Running Time: 128m 46s
One wonders whether great stories
can be adapted too much; if there is a point where the tale is so deeply
ingrained in the public consciousness that it simply cannot survive another
retelling. On the other hand, perhaps a story can survive endless tellings and
retellings, or that a mark of a truly great narrative is that it does so.
Whatever one’s thoughts on those
questions, Andrea Arnold’s adaptation of Wuthering
Heights is a clear attempt to inject new life into the classic Emily Brontë
story. More overt racial tensions have been thrown into the storyline with a
black Heathcliffe (though given recent events, it may have been more relevant
to keep him as a gypsy), and there is a greater emphasis on violence and
brutality to both humans and animals than in many other versions of this work.
Unfortunately, none of this serves to make a compelling watch.
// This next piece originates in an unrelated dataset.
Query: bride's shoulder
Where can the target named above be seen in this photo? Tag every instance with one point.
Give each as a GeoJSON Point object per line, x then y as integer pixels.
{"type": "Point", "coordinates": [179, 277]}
Part of my issue is that I do not
think the story of troubled lovers between Cathy and Heathcliffe is a great
tale. I find it to be astonishingly dull and for me it requires universally
compelling performances to make it work. The only point where this is effective
is in the very early moments of their relationship: beautiful, wordless scenes
of innocent sexual awakening between the young Cathy and Heathcliffe (Shannon
Beer and Solomon Glave) set against the backdrop of the windy moors spin out a
beautifully subtle romantic tension.
However, beyond this great start,
Arnold takes too much time indulging in ponderous inactivity, and the film
plunges into becoming deeply uninteresting. There is also a sense in which the
film believes itself to be shocking when it simply is not. The C-word in a
Brontë adaptation? The last taboo!
As the characters mature, the
actor’s adult counterparts fail to work. Kaya Scodelario’s Cathy is given a bit
of a thin treatment in the script, which sticks too closely to focussing on
Heathcliffe, making it an even greater shame that James Howson’s performance is
so unengaging and unconvincing. With the central relationship failing to win
over hearts and minds, the film is really struggling.
That these great flaws should be
there is surprising from a filmmaker of such great reputation as Andrea Arnold,
but this is a very confusing directorial effort. Stylistically, the film veers
from being triumphant to disastrous. The shots of the beautiful countryside and
individual characters are often breathtaking, and she quickly establishes an effectively harsh, threatening and cold atmosphere (the whistling of a harsh wind lasts throughout almost the entire film) but there are whole scenes which
take place in almost total darkness. True to the period? Perhaps, but this is a
visual medium. I’d quite like to be able to see.
Added to this issue is the
distinctly patchy nature of the film. It slowly progresses but seems to lack
direction and its glacial more than two hour running time is filled with not very
much. A funeral here, a funeral there, but you don’t really care.
The only element in which this does
shock is the sheer level of animal cruelty portrayed in the film. No animals
were harmed in the making of the film, but as rabbits have their necks broken,
sheep are sliced open and live dogs are hung from gate posts. All of which is
deeply unpleasant and utterly pointless.